January 8, 2026
AI Fleet Learning
A major reason AI will soon surpass humans in all jobs is what I call “fleet learning.”
In San Francisco, where I live, there are roughly 1000 Waymo autonomous taxis, which now account for about 25% of the ride-share rides in the city. Waymo is expanding its fleet with new configurations, and will soon be joined by several other autonomous taxi companies. I generally prefer using an autonomous taxi for one reason: safety. Waymo consistently experiences 80% to 90% fewer accidents than human-driven taxis or rideshares. Why?

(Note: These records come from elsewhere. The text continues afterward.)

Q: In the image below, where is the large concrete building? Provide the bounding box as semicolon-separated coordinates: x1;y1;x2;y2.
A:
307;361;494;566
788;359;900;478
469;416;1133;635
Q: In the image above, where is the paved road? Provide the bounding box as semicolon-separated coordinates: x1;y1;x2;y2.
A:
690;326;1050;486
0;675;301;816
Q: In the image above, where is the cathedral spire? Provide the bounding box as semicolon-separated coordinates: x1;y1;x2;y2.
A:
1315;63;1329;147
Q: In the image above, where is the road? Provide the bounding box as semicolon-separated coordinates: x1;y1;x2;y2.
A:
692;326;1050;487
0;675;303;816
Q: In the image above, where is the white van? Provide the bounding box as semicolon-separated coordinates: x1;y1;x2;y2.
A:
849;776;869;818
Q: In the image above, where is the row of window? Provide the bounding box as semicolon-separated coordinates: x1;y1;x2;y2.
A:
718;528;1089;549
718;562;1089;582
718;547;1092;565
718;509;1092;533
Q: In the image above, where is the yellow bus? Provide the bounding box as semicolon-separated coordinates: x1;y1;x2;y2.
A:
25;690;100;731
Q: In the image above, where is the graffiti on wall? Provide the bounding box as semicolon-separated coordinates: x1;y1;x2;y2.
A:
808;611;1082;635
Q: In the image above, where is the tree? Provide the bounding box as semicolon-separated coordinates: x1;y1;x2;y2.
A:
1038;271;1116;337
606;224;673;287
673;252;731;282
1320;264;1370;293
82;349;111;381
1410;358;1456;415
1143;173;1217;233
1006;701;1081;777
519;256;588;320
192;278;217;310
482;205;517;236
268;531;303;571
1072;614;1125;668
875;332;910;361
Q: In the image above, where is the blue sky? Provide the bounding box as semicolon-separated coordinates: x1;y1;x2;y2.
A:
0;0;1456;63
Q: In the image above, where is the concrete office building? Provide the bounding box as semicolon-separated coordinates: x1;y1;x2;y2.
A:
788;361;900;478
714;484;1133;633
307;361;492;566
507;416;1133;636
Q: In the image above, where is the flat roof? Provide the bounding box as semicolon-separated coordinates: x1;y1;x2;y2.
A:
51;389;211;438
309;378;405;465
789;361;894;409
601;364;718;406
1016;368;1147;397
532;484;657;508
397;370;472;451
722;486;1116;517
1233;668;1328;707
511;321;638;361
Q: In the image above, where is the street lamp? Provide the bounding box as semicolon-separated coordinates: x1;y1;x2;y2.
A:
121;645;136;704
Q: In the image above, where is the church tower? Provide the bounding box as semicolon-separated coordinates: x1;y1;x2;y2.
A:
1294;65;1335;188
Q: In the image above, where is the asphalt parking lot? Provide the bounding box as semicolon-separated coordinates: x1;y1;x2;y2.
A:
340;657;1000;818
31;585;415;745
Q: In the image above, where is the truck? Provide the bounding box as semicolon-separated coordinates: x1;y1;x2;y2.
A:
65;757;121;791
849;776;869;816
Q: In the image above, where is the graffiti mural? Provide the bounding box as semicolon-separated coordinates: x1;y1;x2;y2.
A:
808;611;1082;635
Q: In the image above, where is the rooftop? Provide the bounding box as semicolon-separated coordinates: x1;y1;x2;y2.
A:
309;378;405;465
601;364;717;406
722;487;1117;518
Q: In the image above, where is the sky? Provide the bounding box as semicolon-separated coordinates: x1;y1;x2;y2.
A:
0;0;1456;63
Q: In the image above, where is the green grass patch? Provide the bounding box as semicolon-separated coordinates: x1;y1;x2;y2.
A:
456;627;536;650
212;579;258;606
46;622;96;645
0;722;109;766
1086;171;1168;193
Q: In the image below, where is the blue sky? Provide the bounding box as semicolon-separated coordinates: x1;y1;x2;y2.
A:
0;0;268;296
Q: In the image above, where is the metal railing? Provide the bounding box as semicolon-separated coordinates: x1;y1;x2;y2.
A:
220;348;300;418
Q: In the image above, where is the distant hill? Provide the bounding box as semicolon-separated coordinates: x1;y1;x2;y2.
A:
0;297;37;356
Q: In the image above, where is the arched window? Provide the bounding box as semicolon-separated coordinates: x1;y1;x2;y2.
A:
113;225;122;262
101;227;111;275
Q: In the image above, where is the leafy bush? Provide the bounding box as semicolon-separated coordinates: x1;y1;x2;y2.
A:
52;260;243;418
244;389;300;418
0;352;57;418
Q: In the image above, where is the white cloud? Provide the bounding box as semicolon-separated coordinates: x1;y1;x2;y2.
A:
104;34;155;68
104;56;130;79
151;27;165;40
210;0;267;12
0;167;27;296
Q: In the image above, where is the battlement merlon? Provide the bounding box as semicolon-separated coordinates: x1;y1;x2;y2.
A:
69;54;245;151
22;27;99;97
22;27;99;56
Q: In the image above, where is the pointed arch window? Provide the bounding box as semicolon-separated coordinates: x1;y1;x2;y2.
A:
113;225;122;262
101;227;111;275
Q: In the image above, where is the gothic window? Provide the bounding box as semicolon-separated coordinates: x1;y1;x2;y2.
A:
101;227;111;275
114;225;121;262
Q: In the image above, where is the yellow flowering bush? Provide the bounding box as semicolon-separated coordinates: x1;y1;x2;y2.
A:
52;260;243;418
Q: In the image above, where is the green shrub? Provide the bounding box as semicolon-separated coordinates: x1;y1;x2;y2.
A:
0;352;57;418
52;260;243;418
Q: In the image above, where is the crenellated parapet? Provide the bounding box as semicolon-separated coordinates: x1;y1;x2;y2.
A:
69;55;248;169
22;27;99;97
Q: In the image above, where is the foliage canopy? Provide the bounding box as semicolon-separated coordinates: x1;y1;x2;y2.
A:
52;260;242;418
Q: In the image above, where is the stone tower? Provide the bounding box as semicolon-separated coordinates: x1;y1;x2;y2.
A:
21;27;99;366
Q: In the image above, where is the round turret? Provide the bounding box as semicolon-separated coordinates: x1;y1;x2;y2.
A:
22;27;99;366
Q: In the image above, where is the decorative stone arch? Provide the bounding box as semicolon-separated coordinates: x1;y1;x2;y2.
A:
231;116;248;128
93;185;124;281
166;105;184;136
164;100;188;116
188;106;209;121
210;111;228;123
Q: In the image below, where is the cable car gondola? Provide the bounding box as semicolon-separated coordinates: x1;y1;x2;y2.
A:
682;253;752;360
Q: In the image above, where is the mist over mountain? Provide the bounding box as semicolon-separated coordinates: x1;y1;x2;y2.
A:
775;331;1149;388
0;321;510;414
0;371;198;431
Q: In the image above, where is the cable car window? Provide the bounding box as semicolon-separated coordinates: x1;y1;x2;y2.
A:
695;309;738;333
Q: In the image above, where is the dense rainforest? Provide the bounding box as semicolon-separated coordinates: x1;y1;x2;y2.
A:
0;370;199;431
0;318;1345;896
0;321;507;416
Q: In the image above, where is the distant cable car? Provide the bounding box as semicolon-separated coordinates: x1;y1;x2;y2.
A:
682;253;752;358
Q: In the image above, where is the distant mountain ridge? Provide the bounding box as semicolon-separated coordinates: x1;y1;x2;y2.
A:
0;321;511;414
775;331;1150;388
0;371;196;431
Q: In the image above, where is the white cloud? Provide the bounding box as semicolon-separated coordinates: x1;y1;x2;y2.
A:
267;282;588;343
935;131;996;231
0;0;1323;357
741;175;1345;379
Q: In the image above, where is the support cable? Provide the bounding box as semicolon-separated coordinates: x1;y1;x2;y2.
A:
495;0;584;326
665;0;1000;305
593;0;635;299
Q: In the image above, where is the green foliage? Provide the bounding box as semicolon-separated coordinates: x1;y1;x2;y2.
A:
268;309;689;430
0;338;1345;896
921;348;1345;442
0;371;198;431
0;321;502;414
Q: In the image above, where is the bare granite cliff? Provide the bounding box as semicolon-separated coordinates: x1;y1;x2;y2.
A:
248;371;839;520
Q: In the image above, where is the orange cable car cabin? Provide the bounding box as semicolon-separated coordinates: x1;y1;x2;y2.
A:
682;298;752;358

One reason is the multiplicity of sensors they have, looking in every direction with optics and radar, plus they don't get angry, and they obey all traffic laws to the letter. But the biggest reason is “fleet learning.” Whenever anything does go wrong, engineers at headquarters examine all the factors and then modify the programming to mitigate that situation should it arise again - not just for the car in question, but for the whole fleet! Uber drivers learn and get better with experience, but only the individuals, not the whole collection of Uber drivers. Presumably, the Waymo learnings stay within the Waymo fleet, but they could be passed on to other autonomous taxi companies.
Let's apply this analogy to another profession - say, radiology. The process of learning radiology involves many years of college followed by more years of internship and clinical practice to achieve a minimum level of competence. To stay competent, radiologists must continue to read journal papers, go to conferences, read books, and practice other very slow and hit-or-miss methods of learning. On the other hand, if AI radiologists were built into, say, MRI machines, and all of these AI entities were connected at some global hub, then any new knowledge or discovery could immediately be programmed or accessed by all the other AI-driven MRI machines. I am confident that this scenario will happen, if it hasn't started already.
In San Francisco, there will be competition among fleets of auto-taxis. Those fleets that learn the fastest and most fully will be the most profitable, and the riders will benefit from the increasing safety and lowered costs due to the competition. In other professions, there will certainly be similar kinds of AI-driven “fleet competition” that will be very beneficial for humans, if they can afford it when they have no jobs.